Thursday, March 3, 2016

Captain America as few remember him





Sometimes science fiction can hurt.

I had the vaguest memories of a Captain America made-for-TV movie from the late 1970s. Amidst the data corruption of a stress-oppressed brain, I saw a Cap in a satiny outfit and wearing a motorcycle helmet. In his hands a flimsy shield that appeared made of Plexiglas please see above pic). Even as a kid I didn't enjoy the telefilm. It just didn't look or feel right for this was my Captain America...




So with no small amount of plausibility, I began to just operate on the premise that the made-for-TV movie never existed. Then Dorkland found a DVD set of not just the 1979 Captain America, but its sequel, Captain America II: Death Too Soon. This shattered any further attempts at denial.

Of course I had to have it too.

I've watched both films. It's a total of almost four hours I will never have back, but somehow in the grand total of the wreckage of my life, that doesn't seem so bad. As my dim memories bore out, the TV movie had only the basics in common with its comic book namesake.

Reb Brown plays Steve Rogers, a young artist who gets into a life-threatening accident. Lucky for him, his father was a government agent, earning young Rogers the opportunity to be injected with a chemical called the FLAG formula, standing for Full Latent Ability Gain. Apparently "Super Soldier Serum" was deemed too obscure or "high concept" for a TV audience. Anyway, this formula gives Steve enhanced strength and agility. The federal government gives him a translucent, red-striped shield and he becomes their Captain America.

Vastly different from the comic book origin.

But wait! He gets a motorcycle too. This motorbike has jet boosters, a stealth mode, and a deployable hang glider.

As I said, they made a sequel. Now writers and directors of lesser vision (and in fairness, more funds), might have had Captain America go up against the Red Skull, Baron Zemo, or Armin Zola, but not these guys. They got the Christopher Lee to show up and play a deadly terrorist known only as "Miguel" (probably a play on Carlos the Jackal). Even Christopher Lee isn't enough to save the TV movie, though.

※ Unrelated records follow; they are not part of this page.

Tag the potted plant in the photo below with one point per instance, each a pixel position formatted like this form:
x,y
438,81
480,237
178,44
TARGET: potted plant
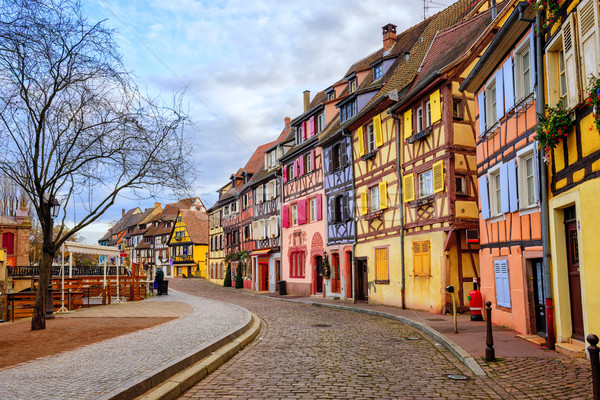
x,y
553,128
593,100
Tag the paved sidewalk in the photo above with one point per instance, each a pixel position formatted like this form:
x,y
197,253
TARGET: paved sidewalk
x,y
103,370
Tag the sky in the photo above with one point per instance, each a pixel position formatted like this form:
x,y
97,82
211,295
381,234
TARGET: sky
x,y
244,65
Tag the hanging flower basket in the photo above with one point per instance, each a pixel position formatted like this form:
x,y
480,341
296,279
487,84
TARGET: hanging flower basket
x,y
553,128
593,100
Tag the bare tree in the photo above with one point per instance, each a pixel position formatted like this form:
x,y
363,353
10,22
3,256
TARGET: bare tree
x,y
73,124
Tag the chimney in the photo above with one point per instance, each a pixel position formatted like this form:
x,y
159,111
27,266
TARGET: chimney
x,y
306,100
389,36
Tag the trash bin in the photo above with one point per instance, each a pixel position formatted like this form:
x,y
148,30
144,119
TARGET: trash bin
x,y
282,289
164,287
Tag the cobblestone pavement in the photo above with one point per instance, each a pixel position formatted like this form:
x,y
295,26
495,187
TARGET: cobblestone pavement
x,y
94,371
308,352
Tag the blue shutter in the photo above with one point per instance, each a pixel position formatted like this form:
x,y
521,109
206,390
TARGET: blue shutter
x,y
502,283
532,73
499,95
504,203
481,101
512,186
509,84
484,203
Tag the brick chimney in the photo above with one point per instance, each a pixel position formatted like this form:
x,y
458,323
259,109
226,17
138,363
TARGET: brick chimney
x,y
389,36
306,100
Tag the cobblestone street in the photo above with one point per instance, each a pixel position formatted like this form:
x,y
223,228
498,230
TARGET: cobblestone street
x,y
308,352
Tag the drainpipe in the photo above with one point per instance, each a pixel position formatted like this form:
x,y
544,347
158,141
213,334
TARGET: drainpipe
x,y
398,166
349,134
540,109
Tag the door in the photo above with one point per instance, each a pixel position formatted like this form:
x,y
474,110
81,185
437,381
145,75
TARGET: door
x,y
362,281
319,268
574,278
538,296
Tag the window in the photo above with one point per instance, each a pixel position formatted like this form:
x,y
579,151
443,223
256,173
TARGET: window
x,y
421,258
426,183
523,71
381,265
490,104
377,71
375,204
371,145
495,194
295,215
527,186
313,209
502,283
297,264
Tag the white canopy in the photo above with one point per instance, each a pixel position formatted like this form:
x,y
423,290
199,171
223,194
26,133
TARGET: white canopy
x,y
74,247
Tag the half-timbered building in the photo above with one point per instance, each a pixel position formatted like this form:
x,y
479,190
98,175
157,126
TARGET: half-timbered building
x,y
504,84
572,59
439,173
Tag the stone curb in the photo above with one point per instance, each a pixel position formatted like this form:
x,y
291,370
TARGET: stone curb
x,y
212,357
448,343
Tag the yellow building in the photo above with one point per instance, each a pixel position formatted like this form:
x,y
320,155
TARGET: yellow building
x,y
572,56
188,244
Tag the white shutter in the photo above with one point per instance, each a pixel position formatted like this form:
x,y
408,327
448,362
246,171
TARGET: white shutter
x,y
588,39
569,41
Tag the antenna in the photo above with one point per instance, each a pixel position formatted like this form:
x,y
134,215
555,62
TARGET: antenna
x,y
429,4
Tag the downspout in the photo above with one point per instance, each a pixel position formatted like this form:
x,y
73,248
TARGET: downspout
x,y
540,109
349,134
398,166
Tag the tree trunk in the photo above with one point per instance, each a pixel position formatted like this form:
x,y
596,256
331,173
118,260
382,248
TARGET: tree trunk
x,y
38,321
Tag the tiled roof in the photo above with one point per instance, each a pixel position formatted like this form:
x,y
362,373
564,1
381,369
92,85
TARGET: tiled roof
x,y
196,223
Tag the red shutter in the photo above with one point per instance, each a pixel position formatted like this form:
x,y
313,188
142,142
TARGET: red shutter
x,y
319,207
285,216
301,211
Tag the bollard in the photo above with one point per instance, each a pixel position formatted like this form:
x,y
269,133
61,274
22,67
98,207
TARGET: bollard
x,y
489,341
594,351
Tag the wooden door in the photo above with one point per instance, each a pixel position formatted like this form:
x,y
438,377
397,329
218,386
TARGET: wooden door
x,y
574,278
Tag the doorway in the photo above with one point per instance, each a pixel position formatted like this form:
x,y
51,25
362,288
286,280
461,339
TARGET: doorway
x,y
573,269
319,267
362,280
538,296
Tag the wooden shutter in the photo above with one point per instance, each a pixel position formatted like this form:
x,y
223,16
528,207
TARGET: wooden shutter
x,y
481,106
435,106
512,186
504,202
484,203
408,124
499,95
363,201
378,131
438,176
509,83
568,30
285,216
301,211
409,187
383,201
361,142
588,39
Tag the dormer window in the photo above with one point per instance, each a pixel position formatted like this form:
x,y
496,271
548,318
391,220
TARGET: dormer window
x,y
377,71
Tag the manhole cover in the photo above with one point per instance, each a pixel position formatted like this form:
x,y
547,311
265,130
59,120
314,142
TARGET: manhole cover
x,y
457,377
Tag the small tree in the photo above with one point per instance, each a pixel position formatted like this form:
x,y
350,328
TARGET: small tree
x,y
74,126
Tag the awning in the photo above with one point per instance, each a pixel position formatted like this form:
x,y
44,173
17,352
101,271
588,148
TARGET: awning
x,y
260,252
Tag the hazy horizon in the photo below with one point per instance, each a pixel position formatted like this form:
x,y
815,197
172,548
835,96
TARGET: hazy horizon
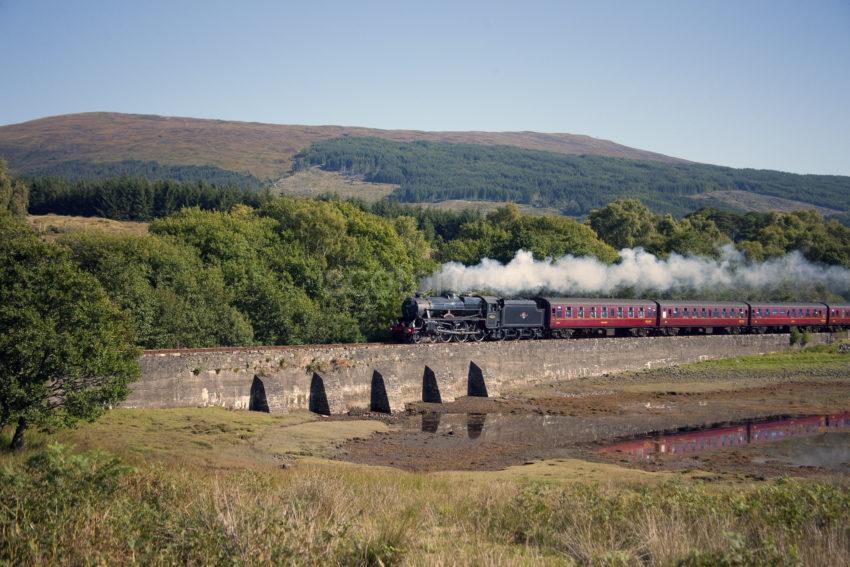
x,y
759,85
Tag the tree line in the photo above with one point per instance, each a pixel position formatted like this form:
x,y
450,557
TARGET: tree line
x,y
77,170
574,184
133,198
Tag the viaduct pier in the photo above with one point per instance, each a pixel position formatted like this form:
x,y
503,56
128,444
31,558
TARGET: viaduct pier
x,y
332,379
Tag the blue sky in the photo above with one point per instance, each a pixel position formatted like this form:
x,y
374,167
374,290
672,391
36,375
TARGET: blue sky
x,y
743,83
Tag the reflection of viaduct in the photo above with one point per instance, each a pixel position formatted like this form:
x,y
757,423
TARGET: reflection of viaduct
x,y
384,377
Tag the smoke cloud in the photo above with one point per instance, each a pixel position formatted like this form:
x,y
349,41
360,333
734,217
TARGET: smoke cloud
x,y
637,270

It's only slightly better than its godawful predecessor.

Besides the bad acting and the dorky (even if enjoyable in a cheesy way) action, there's something else that I find irksome about the telefilms. This is probably due to the low budget allotted to them, but it seems that those in charge had no real interest in embracing Captain America's rich florilegium and his own menagerie of friends and villains. Instead, they decided to almost entirely pattern the shows after another TV success.

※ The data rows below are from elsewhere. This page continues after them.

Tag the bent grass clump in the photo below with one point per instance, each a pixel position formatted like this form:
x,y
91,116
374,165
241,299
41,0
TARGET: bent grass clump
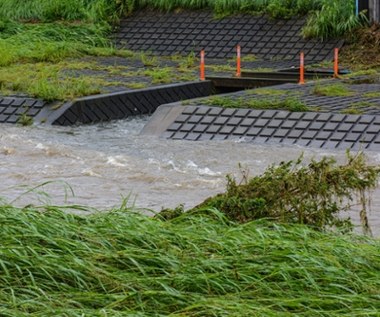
x,y
53,263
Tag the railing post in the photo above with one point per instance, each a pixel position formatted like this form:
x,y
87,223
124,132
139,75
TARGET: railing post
x,y
302,69
238,61
202,66
336,62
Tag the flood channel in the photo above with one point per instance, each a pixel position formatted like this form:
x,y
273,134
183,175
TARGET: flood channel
x,y
107,162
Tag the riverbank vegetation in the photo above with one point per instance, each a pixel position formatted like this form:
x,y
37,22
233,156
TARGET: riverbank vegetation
x,y
219,259
43,33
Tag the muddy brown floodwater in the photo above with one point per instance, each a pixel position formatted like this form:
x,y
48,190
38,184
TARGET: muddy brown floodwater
x,y
107,162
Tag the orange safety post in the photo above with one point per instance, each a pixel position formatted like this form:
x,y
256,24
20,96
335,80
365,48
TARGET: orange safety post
x,y
238,61
202,66
336,62
302,69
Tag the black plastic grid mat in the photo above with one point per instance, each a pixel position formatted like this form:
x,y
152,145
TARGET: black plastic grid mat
x,y
320,130
186,32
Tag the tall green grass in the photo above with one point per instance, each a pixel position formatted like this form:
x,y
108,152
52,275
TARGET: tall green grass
x,y
53,263
328,18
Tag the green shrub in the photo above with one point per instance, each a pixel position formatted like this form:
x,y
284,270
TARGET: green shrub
x,y
313,194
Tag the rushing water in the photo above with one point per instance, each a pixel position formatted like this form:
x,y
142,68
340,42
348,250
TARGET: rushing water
x,y
107,162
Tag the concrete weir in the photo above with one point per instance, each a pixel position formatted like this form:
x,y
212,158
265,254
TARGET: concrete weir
x,y
275,44
103,107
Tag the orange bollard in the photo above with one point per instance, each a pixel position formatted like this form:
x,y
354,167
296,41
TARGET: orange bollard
x,y
336,62
238,61
302,69
202,66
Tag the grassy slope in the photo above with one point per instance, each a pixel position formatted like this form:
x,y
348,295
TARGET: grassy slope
x,y
39,33
124,264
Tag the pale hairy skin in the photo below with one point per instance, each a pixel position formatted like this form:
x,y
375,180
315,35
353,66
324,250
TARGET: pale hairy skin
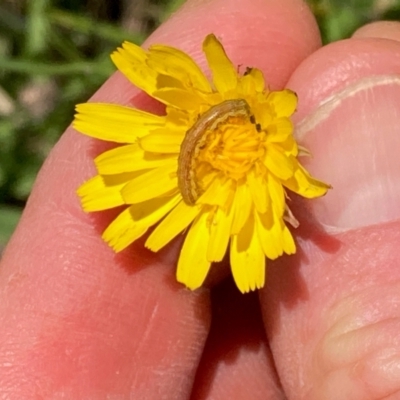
x,y
79,322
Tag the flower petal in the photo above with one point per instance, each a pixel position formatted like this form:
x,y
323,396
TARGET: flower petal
x,y
289,246
162,141
130,158
278,162
181,98
284,102
225,76
174,223
305,185
132,223
242,205
219,193
193,265
115,123
269,234
131,61
170,61
220,229
277,195
151,184
247,259
103,192
259,190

It was basically the Six Million Dollar Man in red, white, and blue satin. And a motorcycle.

Let's look at the parallels.

-Both characters are humans enhanced to superhuman levels through science. Steve Austin becomes the Bionic Man through cybernetics (transhumanism!). Steve Rogers becomes Captain America through biotech.

-Both become agents of the government with their own intelligence agency "handlers." Austin had Oscar Goldman and Cap had Simon Mills...who was nowhere near as cool as Oscar Goldman.

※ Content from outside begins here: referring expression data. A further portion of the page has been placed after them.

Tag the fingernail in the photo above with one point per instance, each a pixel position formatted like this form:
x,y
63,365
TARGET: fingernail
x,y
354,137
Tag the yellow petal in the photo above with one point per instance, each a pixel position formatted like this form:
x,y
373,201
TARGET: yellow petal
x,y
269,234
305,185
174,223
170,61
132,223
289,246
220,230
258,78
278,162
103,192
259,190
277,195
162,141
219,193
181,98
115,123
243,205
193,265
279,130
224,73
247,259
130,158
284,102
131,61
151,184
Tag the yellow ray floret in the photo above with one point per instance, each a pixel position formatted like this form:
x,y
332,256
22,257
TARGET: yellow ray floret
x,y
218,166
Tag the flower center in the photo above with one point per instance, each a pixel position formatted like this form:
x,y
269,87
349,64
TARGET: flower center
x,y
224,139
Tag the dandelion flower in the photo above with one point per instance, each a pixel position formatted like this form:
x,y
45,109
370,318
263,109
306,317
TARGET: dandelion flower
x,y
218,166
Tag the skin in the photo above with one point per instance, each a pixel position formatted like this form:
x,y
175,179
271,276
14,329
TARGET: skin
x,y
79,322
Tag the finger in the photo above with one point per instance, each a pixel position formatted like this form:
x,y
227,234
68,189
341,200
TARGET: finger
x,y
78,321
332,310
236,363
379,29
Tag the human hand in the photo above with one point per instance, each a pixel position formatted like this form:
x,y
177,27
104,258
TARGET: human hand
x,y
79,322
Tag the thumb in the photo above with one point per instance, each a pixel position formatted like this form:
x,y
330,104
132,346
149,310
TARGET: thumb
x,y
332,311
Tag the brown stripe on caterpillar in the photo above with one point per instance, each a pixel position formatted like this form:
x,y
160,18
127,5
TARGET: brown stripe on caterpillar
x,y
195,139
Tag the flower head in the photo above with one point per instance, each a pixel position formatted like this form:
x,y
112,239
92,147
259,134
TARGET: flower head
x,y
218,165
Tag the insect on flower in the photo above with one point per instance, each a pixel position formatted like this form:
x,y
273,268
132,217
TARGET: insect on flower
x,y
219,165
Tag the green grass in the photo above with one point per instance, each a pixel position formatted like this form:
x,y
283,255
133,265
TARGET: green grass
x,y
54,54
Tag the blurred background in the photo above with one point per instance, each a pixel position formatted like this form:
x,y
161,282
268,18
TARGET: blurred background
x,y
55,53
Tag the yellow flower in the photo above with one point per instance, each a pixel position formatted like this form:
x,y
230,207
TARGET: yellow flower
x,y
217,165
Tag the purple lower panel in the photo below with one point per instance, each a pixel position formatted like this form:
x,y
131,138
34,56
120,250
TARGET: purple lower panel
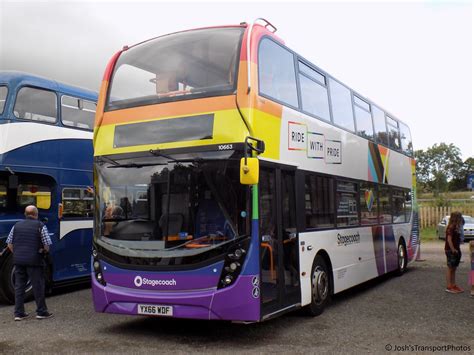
x,y
98,295
238,302
233,303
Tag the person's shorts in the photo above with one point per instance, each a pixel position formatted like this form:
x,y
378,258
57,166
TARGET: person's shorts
x,y
453,259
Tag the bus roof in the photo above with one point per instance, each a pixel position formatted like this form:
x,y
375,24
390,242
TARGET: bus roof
x,y
15,79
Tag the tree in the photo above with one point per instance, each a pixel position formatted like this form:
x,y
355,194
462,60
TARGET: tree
x,y
459,182
439,165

-Each had their own special sound effect to let the audience know when they were performing an act of super strength.

- Both are named Steve. Well, they are.

Both basically had the same action-centric plots. Granted, Captain America didn't have any of the cool things that Six Million Dollar Man had, such as a Bionic Bigfoot, a deadly Venus Probe, or a John Saxon robot. Maybe they would have had the Cap TV movies turned into a protracted series. But there was already a Bionic Man so why eschew the comic book heritage of the original Captain America for something that already existed? I know. Lack of budget and grabbing on to an already working business model.

Best way to produce the insipid.

There's also a fair amount of Evel Knievel going on with this Cap. The modified costume, the motorcycle, the van, the stunts. It was all big at the time...or was just about to pass its peak and this TV movie got there too late.

All that being said, these TV movies are not without there own kind of charm. There are the perfect brain drain after a godawful day.

And $5 is not too bad a price to pay for two DVD's of it.